Burney took the confession. "Let me see if I can tell the story before I look at it," he said. "First of all, I wasn't smart enough to realize that the statement signed by Farmer Jones telling of his marriage to Coral Crane and the fact he'd never got a divorce was slugged out on Ashton's battered forty-two key typewriter. It wasn't until this morning, after using the machine, that I got a hunch and pulled out that note Ashton had written me wanting me to interview Coral Crane, that I realized both the note and the statement had come out of it.

"That got me thinking. It didn't prove Ashton was guilty of the murders, but it showed that he was mixed up in blackmail.

"I tied this up even tighter when Kramer gave me the murder motive. Before the war, Ashton worked with Hansel, getting a share of the extortion money. Ashton gathered the dirt and Hansel threatened to print it. The victim paid off under this threat.



"Ashton went into the service—and Simms took his place as leg-man for Ashton.

"When Ashton came back, he wanted in on the old racket. He probably used his G.I. seniority to move out Simms for a while— but Kramer made him editor. Simms moved back. Ashton, as editor, tried to get Hansel to kick in to him, and failed. I knew this when I learned first that Simms had dropped four grand at the Estrella Club right after the Coral Crane payoff of eight. Hansel took four, Simms took four, and Ashton was in the cold.

"Ashton found out about the Coral Crane deal and went to Hansel demanding a cut. Hansel refused. They had it out. Ashton lost his temper, there was a fight and he killed Hansel. Ashton no doubt figured to take over Hansel's end and keep on working the racket with Simms.

"He had killed Hansel and was looking for the blackmail evidence when Sue and I came into the editorial rooms. He heard us and hid. I found it. He didn't see me stick it in my pocket. Then he clipped me on the head. After that, while I was out for more than an hour and Sue was trying to find the watchman to get into the offices, he cleaned the blood off the pullout, locked the files, dumped Hansel's body into his car, wired the building blocks to his victim and dumped the body in the lake.

"He got back just after I'd regained consciousness, came in with the other fellows, and told me I'd dreamed the whole thing.

"Simms, knowing what was going on, was pretty sure Ashton had bumped Hansel. He was getting ready to rat.
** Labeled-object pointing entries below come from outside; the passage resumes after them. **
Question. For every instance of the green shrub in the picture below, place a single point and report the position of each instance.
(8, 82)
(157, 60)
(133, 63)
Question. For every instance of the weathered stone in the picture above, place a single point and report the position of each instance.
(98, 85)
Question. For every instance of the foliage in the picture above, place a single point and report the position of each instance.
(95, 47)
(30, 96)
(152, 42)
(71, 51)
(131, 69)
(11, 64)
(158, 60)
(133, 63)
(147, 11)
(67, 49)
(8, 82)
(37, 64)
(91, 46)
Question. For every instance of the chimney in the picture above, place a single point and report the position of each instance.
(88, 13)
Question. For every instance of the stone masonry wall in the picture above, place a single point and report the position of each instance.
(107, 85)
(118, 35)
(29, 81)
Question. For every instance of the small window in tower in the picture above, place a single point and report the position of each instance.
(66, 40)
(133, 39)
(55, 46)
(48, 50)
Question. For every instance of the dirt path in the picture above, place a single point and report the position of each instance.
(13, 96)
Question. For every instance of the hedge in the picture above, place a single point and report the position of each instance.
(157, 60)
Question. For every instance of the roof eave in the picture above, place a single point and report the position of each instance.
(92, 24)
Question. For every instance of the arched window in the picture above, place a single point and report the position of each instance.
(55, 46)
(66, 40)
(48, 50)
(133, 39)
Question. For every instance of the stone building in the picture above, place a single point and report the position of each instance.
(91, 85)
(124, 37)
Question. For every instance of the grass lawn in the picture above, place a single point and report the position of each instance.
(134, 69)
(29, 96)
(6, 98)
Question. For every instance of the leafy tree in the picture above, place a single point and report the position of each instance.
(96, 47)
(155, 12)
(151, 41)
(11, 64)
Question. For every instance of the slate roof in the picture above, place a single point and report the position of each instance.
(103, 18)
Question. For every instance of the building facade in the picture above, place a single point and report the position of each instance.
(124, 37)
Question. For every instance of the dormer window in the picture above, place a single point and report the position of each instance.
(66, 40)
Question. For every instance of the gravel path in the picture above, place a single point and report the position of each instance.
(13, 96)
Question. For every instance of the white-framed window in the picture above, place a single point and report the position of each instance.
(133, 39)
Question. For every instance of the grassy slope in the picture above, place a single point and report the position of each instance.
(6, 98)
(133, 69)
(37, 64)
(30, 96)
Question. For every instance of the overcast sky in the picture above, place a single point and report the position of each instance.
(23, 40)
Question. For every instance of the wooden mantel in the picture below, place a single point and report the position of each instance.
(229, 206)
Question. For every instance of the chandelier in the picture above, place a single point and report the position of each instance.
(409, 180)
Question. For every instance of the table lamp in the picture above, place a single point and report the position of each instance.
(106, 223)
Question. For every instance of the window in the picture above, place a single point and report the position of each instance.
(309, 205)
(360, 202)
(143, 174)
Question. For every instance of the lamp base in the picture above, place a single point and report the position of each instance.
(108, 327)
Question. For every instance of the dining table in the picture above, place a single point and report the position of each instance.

A little honest blackmail was okay, but murder was out. He was going to spill over, and Ashton knew it. So Ashton played it smart. He reported his car stolen, then used it to trail Simms to the Estrella Club. When I came out of the club with Simms, he knew Simms either had talked or was getting ready to. He tried to kill us both.
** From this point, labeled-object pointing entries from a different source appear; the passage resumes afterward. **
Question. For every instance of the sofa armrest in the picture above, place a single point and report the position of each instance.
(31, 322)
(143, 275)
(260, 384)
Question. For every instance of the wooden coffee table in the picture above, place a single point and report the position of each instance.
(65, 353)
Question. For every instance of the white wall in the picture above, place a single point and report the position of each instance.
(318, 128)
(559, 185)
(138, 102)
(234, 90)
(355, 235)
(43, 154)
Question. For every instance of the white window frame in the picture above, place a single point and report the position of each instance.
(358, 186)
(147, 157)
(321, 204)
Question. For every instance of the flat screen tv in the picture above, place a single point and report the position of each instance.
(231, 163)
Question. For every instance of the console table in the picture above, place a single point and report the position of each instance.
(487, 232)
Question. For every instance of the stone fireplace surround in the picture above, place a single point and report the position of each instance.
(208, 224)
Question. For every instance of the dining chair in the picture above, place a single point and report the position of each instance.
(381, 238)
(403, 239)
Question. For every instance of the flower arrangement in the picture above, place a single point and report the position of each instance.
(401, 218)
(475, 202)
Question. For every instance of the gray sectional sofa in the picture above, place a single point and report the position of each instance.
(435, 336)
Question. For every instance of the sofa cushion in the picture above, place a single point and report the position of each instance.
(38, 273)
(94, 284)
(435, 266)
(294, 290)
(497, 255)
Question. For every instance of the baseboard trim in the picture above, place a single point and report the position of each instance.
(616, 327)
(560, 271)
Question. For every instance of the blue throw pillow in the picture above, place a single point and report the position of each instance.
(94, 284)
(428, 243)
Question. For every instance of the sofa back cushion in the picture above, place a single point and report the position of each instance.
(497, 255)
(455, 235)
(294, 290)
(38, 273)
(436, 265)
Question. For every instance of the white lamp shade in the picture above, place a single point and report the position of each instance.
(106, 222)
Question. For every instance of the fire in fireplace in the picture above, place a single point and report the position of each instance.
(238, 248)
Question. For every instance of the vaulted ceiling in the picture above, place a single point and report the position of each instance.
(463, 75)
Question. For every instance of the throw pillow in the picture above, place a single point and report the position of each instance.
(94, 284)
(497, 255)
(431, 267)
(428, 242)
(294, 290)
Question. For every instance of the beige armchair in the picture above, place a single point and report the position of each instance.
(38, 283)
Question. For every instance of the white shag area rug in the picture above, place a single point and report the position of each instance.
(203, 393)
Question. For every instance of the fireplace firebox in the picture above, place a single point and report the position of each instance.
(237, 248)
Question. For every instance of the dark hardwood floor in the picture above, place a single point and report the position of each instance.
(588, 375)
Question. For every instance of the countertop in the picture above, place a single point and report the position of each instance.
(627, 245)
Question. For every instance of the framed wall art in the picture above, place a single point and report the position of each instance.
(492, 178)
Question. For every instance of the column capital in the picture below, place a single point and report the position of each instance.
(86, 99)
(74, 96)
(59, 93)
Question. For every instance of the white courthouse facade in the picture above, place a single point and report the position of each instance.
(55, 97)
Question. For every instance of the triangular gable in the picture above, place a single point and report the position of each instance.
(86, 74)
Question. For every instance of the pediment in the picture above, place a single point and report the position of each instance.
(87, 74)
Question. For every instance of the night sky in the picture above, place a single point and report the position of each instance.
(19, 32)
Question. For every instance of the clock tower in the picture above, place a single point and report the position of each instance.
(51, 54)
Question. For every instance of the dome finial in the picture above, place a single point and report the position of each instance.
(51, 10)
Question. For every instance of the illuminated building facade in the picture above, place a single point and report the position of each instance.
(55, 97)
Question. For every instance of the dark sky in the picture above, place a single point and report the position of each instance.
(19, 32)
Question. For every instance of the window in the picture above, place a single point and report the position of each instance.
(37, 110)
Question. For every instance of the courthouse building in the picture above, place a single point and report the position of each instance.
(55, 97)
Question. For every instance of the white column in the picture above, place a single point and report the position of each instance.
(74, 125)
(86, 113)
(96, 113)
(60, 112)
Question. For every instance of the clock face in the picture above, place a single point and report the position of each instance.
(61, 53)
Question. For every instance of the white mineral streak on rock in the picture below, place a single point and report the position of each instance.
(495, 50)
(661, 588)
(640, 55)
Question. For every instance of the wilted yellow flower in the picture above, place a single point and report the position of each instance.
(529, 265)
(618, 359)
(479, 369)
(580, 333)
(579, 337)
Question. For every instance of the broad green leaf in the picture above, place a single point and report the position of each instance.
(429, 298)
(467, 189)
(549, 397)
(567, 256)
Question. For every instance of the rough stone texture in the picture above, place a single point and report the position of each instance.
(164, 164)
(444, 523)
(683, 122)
"In the meantime he had planted the murder gun at Gibson's by hocking it. He built up terror in the mind of Coral Crane and then, when Gallery arrived, in his. When the pawn ticket arrived from 'a friend,' Gallery went and claimed it. If the body was recovered—and it was—Gallery would be accused.

"That's just what happened. But it can be proved now that Gallery claimed the gun after Hansel was killed, probably."

"How'd you tie the gun to Ashton?" Chief Holman asked.

"I suspected Ashton of the murder after I tied him in with the blackmail. I knew if I could get him to Gibson's, Gibson would be able to either identify him or not. Ashton knew Gibson would name him as the hocker of the gun, and that he couldn't go into the place. He tried to kill me and make a break for it. I guess that's all."

"You're a hundred per cent right," said Chief Holman.

"That's not all," said Sue. "You'd be a dead pigeon now, Nick, if Ashton hadn't been left-handed."

"Why?" asked Burney.

"When he got into the pick-up and sat next to me I could feel that gun in his left hand pocket—and I even got a look at it. I didn't know what you were up to, but I did know that Ashton wasn't carrying that gat to shoot rabbits. So, when you got out of the car, I took my gun from my purse. I was ready when he stalled in front of Gibson's."

The desk sergeant lifted a telephone, answered and held it out.

"It's for you, Burney," he said.

Burney took it.

"This is Kramer," he heard. "Have you got the full story?"

"Yes, sir."

"Then get over here and write it. And when you finish, take over the desk. The sheet is going to have a hard time living this down, and I need an honest editor who can really handle the job."